In unserer Eventreihe „Road to Modern Work(shop)“ – kurz es geht dabei darum, dass ein Kunde mit dem Partner seiner Wahl zu uns kommt und wir (Kunde+Partner+Microsoft Experte) uns über ein konkretes Problem Gedanken machen und dabei am Ende eine gemeinsame Lösungsidee/architektur herauskommt – war einem der letzten Termine bei mir am Tisch folgende Problemstellung:

Wenn ich mit Exchange Online (EXO) in die Cloud gehe, wie gehe ich dann mit dem Backup um? Bevor ich da nicht aussagekräftig bin werden wir nicht migrieren.

Die Fragestellung ist absolut valide und im ersten Moment auch recht schnell beantwortet, denn neben den Zusagen von Microsoft hinsichtlich Verfügbarkeit, gibt es unterschiedliche Partnerlösungen, die Backup u.a. in EXO abbilden können.

Also im ersten Moment ein schneller Termin – doch halt!
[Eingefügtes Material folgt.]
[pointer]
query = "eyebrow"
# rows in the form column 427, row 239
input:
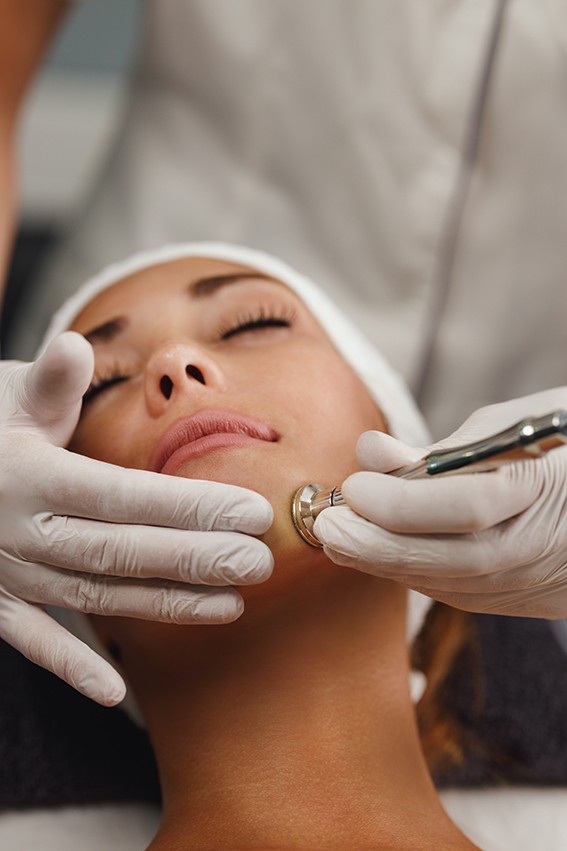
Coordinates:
column 201, row 288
In der Microsoft Tech Community haben wir ein Mantra, das da heißt:

In der Cloud muss man Dinge anders machen!

(mit der Ergänzung: „sonst spart man kein Geld“ oder „sonst ist man nicht effizienter/produktiver“)
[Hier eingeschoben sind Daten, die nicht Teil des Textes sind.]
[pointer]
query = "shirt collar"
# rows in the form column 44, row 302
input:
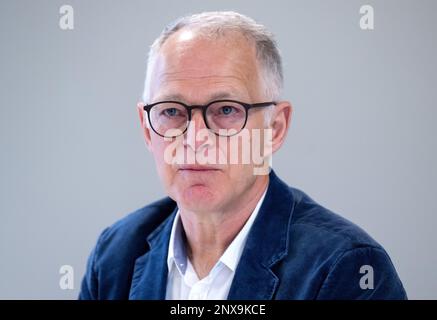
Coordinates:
column 177, row 255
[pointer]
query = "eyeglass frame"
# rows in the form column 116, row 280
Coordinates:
column 204, row 108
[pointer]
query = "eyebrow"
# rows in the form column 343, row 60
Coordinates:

Um Dinge anders machen zu können, muss man zum einen das Ziel kennen und zum anderen vor allem auch die Beweggründe, warum bestimmte Dinge bis jetzt so gemacht werden/wurden wie sie eben gemacht werden/wurden.

Dazu dient ein einfaches Hilfsmittel und das heißt

Warum?

(Oder wer gerne singt: ?“Wer, wie, was – wer, wie, was – wieso, weshalb, warum – wer nicht fragt bleibt on-premises“?)
Und das so lange, bis alle Handlungen und Hintergründe offen auf dem Tisch liegen!
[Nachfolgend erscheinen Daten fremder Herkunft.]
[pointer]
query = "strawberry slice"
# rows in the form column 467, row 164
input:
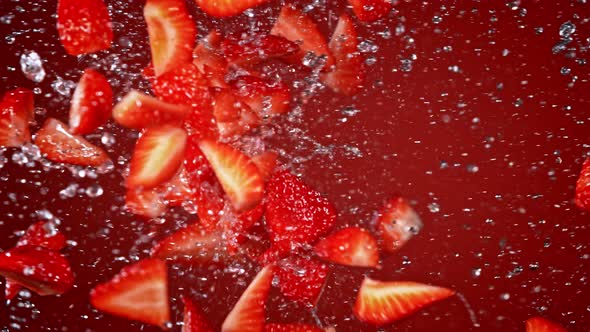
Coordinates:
column 192, row 243
column 370, row 10
column 91, row 104
column 383, row 302
column 157, row 156
column 256, row 48
column 396, row 223
column 84, row 26
column 349, row 73
column 57, row 144
column 539, row 324
column 171, row 31
column 302, row 279
column 237, row 174
column 264, row 97
column 138, row 111
column 139, row 292
column 46, row 272
column 16, row 112
column 295, row 26
column 225, row 8
column 296, row 214
column 248, row 314
column 194, row 318
column 351, row 246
Daher fragte ich also: „Warum macht ihr aktuell eigentlich die Backups – welchen Schmerz behebt ihr damit und wie häufig braucht ihr das eigentlich?

Die Antwort war schnell gefunden: „Weil die User Emails löschen und nach der Speicherdauer im Papierkorb dann manchmal (=selten) doch noch mal darauf zugreifen wollen.

Schön. Aber ich folgte natürlich brav unserem Hilfsmittel: „Warum löschen denn die User eigentlich die Mails?

Mit der Frage haben wir uns länger beschäftigt, sind aber schlussendlich auf den Hintergrund gekommen und dies brachte dann auch gleich eine Erkenntnis mit: „Weil das Postfach zu klein ist und sie zwangsweise Mails löschen müssen… oh…
(Der Vollständigkeit halber: die Postfächer dort hatten 3, 5 oder 7 GB und mit EXOP2 bzw. O365E3 bzw. M365E3 haben die neuen Postfächer 100GB!)

Sprich durch das Hinterfragen der Beweggründe sind wir darauf gekommen, dass für die meisten der betroffenen User lediglich eine Verhaltensänderung – nämlich nicht mehr zu löschen – notwendig ist und die Aufwendungen für – in diesem Fall – Backup klar zu hinterfragen sind, da die Ursache der Ursprungshandlung durch die Migration entfällt. [Disclaimer: natürlich gibt es noch andere Gründe aus denen ein Backup notwendig sein könnte, das muss jeder für seine Situation selbst entscheiden, das soll also kein Aufruf sein alle Backups sein zu lassen!]

Dieser Fall zeigt also klar drei Dinge:

  1. Es beginnt immer mit dem „Warum“
  2. In der Cloud muss man Dinge anders machen um erfolgreich zu sein!
  3. Was soll danach besser sein/ welchen Schmerz wollt ihr beheben?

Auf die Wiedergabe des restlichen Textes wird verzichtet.